In randomized controlled trials as well as in observational studies, researchers are often interested in effects of treatment or exposure in different subgroups, i.e. effect modification [1, 2]. There are several methods to assess effect modification and the debate on which method is best is still ongoing [2–5]. In this article we focus on an invalid method to assess effect modification, which is often used in articles in health sciences journals [6], namely concluding that there is no effect modification if the confidence intervals of the subgroups are overlapping [7–9].

When assessing effect modification by looking at overlap of the 95% confidence intervals in subgroups, a type 1 error probability of 0.05 is often mistakenly assumed. In other words, if the confidence intervals are overlapping, the difference in effect estimates between the two subgroups is judged to be statistically insignificant. By using mathematical derivation, we calculated that the chance of finding non-overlapping 95% confidence intervals under the null hypothesis is 0.0056 if the variance of both effect estimates is equal and the effect estimates are independent (see Supplemental material for derivation of this probability). If the variance of the effect estimates is not equal, the chance of finding non-overlapping 95% confidence intervals can be calculated by taking into account ρ, i.e. the ratio between the standard deviations in the subgroups, σ_{2}/σ_{1} (Supplementary material, formula (3)). Figure. shows the relation between ρ and the type 1 error probability if the effect estimates are independent. If the effect estimates are not independent, the correlation coefficient between the effect estimates can also be accounted for (Supplementary material, formula (3)).

Relation between ρ, which is the ratio of σ_{2} and σ_{1}, and the probability of non-overlapping confidence intervals under the null hypothesis (type 1 error)

To arrive at a type 1 error probability of 0.05, 83.4% confidence intervals should be calculated around the effect estimates in subgroups if the variance is equal and the effect estimates are independent (see Supplementary material for derivation of this percentage). If the variance is not equal, ρ should be taken into account (Supplementary material, formula (11)). Figure. shows the relation between ρ and the level of the confidence interval. If the effect estimates are not independent, the correlation coefficient should be taken into account (Supplementary material, formula (11)). Adapting the level of the confidence interval can be especially useful for graphical presentations, for example in meta-analyses [10]. However, it is necessary to explicitly and clearly state which percentage confidence interval is calculated and its meaning should be thoroughly explained to the reader. Many readers will still interpret this ‘new’ confidence interval as if it were a 95% confidence interval, because this percentage is so commonly used. To prevent such confusion, other methods to assess effect modification could be used, such as calculating a 95% confidence interval around the difference in effect estimates [8].

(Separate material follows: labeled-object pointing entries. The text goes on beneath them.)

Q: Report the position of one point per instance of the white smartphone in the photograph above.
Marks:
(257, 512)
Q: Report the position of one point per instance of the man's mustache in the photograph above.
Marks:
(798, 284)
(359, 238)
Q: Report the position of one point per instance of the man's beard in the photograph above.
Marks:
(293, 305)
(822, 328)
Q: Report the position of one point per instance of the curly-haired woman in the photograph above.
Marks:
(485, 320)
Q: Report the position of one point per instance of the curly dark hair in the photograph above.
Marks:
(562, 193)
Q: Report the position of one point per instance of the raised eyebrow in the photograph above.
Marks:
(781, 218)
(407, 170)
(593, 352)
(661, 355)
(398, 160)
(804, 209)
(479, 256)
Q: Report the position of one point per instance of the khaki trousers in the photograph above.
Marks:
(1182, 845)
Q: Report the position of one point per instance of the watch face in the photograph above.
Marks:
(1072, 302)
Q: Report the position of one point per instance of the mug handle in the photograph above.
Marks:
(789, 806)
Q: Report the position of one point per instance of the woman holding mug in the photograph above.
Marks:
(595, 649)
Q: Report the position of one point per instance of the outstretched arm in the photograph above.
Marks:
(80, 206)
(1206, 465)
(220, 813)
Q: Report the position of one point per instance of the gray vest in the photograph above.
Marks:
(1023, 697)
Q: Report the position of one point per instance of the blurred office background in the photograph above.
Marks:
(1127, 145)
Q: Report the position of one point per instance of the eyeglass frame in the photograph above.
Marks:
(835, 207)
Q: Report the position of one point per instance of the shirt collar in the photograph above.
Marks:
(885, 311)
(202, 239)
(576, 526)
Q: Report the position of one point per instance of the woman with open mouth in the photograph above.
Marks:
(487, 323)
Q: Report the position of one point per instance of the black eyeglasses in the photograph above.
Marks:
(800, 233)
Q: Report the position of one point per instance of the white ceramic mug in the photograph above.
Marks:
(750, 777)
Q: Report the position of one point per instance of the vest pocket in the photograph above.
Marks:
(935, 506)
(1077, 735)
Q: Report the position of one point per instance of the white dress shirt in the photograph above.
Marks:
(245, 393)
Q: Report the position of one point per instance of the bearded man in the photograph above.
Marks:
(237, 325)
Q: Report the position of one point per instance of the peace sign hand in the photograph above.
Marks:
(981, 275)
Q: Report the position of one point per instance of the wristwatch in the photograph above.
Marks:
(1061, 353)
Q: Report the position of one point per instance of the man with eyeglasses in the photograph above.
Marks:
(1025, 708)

Relation between ρ, which is the ratio of σ_{2} and σ_{1}, and the percentage confidence intervals to be calculated to arrive at a type 1 error probability of 0.05

The assumption used in the formulas presented in the appendices is that the effect estimators in the subgroups are normally distributed. Assuming that epidemiologic effect measures, such as the odds ratio, risk ratio, hazard ratio and risk difference, follow a normal distribution, the methods presented can also be used for these epidemiologic measures. Note that the assumption for normality is generally unreasonable in small samples, but a satisfactory approximation in large samples.

## Example

As an example, imagine a large randomized controlled trial that investigates the effect of some intervention on mortality and that includes 10,000 men and 5,000 women. Besides the main effect of treatment, the researchers are interested in assessing whether the treatment effect is different for men and women. Suppose that the risk ratio in men is 0.67 (95% CI: 0.59-0.75) and in women is 0.83 (95% CI: 0.71-0.98). The confidence intervals are partly overlapping, which the researchers may wrongly interpret as no effect modification by sex. Filling in formula (3) (Supplementary material) results in a probability of non-overlapping 95% confidence intervals under the null hypothesis of 0.006. A confidence level of 83.8% could have been calculated to arrive at a type 1 error probability of 0.05, resulting in a confidence interval of 0.61–0.73 for men and 0.74–0.93 for women. Now, the confidence intervals do not overlap, so the p-value is at least smaller than 0.05, indicating statistically significant effect modification. Calculating the difference in risk ratios with a 95% confidence interval results in a ratio of risk ratios of 0.80 with a 95% confidence interval of 0.66-0.98, corresponding to a p-value of 0.028. This confirms our earlier observation of statistically significant effect modification.